Sam looked round at Ray (who incidentally was carrying a plate of biscuits and some files under his arm), wondering how he’d managed to throw his voice like that, but Ray then promptly tripped over his shoelace and landed face first in a wastepaper basket. A muffled “Ow, that really hurt,” issued from within.
(Meanwhile, at the Railway Arms…)
Vince and Geoff had snuck off to the pub together, since there wasn’t much to do down the station. They didn’t expect to find Phyllis already sitting on the wrong side of the bar, holding a tankard aloft and singing sea-shanties at the top of her lungs.
“Hello?” Vince enquired.
Phyllis broke out of her alcohol-induced reverie with a hiccup. “What do you want? We’re closed!”
Geoff nervously tried to stand up for Vince. “We were just wondering…”
“Whatever it is, piss off. Can’t you see I’m working here?”
With a shrug and two pairs of raised eyebrows, Vince and Geoff disappeared off back down the street, whispering into each other’s ears and walking far too close together.
Hoping to return to some sanity, Sam went to find Annie. He found her in the Collator’s, shifting piles around and creating dust clouds in her wake. Sam watched her for a little while, a small smile on his face, before he made his presence known. “Annie?”
As she looked up, a scowl descended over her face. “Tyler, you’re late,” she said, curtly, in a voice far deeper than her own.
“Oh Annie, not you, too!”
“Have you done any work yet, hmm? Or are you wasting my time chin-wagging when there’s a city full of scum to be collared?”
“Why on earth are you talking like Gene? Is this some kind of practical joke you’re all playing on me?”
“Don’t be such a self-centred prick, Sam. And there’s nothing wrong with how I’m speaking. If you want to pick a fight, go talk to someone else, because I’ve had it up to here!” She pointed her fingers at her temple in a brusque and violent manner. Sam decided it was best not to argue, and carefully let himself out, feeling slightly traumatised.
In the corridor, Sam ran into Litton. This was rapidly turning into Sam’s worst nightmare. It soon got a whole lot worse when Litton reached out to clasp Sam’s hands and said “Sam, where have you been? I’ve been so worried about you! The Guv said someone’d spiked your drink with another load of hallucinogenic drugs, but you’re alright now, aren’t you?” When Annie-Litton moved to pull Sam into a hug he wrenched himself away and legged it as fast as he could.
As Sam reached the bottom of the steps, the Cortina was waiting for him.
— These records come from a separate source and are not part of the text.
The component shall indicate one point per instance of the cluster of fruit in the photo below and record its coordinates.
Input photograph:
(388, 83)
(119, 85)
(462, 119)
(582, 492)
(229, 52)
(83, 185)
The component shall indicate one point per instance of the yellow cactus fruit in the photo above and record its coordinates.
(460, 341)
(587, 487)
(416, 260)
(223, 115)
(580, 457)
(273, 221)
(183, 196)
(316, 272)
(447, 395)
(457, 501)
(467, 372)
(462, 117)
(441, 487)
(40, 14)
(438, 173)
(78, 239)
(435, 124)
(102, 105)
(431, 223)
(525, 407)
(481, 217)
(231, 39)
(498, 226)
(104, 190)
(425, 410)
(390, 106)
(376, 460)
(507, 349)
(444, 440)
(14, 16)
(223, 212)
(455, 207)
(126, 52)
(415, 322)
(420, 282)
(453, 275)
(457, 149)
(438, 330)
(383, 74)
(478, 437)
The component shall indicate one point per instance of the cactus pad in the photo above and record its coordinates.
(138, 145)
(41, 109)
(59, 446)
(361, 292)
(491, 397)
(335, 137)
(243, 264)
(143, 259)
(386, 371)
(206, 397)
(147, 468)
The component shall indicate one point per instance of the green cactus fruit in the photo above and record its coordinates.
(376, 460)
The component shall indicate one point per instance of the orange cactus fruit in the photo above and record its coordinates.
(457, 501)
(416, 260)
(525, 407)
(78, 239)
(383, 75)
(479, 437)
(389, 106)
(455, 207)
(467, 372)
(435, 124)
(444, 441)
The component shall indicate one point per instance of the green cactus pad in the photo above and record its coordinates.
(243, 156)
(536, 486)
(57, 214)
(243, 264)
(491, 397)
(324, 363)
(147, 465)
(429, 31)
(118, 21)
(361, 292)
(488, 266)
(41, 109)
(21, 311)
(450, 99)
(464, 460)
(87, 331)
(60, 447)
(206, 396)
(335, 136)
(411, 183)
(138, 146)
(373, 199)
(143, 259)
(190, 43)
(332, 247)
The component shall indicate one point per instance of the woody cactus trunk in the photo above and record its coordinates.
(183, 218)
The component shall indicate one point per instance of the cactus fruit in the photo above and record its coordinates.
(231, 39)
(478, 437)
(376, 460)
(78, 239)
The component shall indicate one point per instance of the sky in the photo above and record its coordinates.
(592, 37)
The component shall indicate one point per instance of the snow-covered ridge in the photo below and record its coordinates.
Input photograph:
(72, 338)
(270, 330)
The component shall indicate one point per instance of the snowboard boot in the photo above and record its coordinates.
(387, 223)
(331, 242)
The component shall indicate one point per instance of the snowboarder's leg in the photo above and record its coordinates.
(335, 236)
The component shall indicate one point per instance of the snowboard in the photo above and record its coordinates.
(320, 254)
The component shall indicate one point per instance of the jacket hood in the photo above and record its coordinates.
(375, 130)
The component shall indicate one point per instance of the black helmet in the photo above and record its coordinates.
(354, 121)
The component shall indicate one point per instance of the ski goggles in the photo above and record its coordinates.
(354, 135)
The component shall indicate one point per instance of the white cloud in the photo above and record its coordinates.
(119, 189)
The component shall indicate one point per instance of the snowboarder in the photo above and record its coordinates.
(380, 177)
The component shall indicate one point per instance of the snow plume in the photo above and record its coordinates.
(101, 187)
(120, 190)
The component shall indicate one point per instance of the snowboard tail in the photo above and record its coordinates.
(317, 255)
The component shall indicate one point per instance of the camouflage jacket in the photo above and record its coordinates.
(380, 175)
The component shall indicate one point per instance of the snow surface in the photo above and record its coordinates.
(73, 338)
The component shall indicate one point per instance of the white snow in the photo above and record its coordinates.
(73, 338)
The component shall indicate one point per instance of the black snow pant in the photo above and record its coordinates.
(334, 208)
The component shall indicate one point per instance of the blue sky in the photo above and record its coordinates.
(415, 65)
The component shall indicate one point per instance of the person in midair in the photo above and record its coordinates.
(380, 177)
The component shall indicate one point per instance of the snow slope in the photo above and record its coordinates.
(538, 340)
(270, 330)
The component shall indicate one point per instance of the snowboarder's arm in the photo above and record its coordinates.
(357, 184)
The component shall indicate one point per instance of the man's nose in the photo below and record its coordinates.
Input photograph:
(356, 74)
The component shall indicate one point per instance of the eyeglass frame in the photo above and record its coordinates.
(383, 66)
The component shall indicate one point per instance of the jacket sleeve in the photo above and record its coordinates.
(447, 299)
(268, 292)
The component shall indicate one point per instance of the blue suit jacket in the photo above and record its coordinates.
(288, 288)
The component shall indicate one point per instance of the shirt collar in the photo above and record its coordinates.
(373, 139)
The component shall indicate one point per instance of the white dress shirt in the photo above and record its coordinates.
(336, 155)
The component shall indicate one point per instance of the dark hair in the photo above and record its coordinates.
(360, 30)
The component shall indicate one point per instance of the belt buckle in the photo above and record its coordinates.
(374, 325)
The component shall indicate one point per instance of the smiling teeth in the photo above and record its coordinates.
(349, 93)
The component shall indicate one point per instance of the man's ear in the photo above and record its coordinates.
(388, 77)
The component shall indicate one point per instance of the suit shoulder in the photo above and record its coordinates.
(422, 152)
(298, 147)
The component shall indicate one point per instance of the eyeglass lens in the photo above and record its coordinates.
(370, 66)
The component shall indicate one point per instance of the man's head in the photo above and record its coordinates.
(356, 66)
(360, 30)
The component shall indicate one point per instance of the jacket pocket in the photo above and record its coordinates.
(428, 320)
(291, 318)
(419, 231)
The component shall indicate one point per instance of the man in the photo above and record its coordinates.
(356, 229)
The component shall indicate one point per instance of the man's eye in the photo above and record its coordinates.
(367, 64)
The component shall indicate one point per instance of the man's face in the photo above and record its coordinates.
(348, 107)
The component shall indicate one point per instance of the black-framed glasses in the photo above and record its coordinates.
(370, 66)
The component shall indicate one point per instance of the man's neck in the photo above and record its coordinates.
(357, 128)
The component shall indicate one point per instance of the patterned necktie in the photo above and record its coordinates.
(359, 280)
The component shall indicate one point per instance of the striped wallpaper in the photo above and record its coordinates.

Sam walked past it, shaking his head at the madness of this whole day, when suddenly the car beeped its horn and stopped in front of him, blocking his way.
“Oh, god.” Sam pressed his fingers over his eyes, willing it all to go away. He needed a lie-down. He needed to start today over again and make sure to get out of the normal side of the bed, well, whatever passed for normal in 1973. When Sam dared peek out from behind his hands again, the Cortina was still waiting for him, engine running and driver’s side door left open invitingly. Sam paused. He had always wanted to drive Gene’s car.
“Ah, what the heck,” Sam decided, getting into the driving seat and putting on Gene’s leather gloves. “Might as well make the most of it.”
And he drove off at top speed, ready to fight crime and play pinball with people’s dustbins.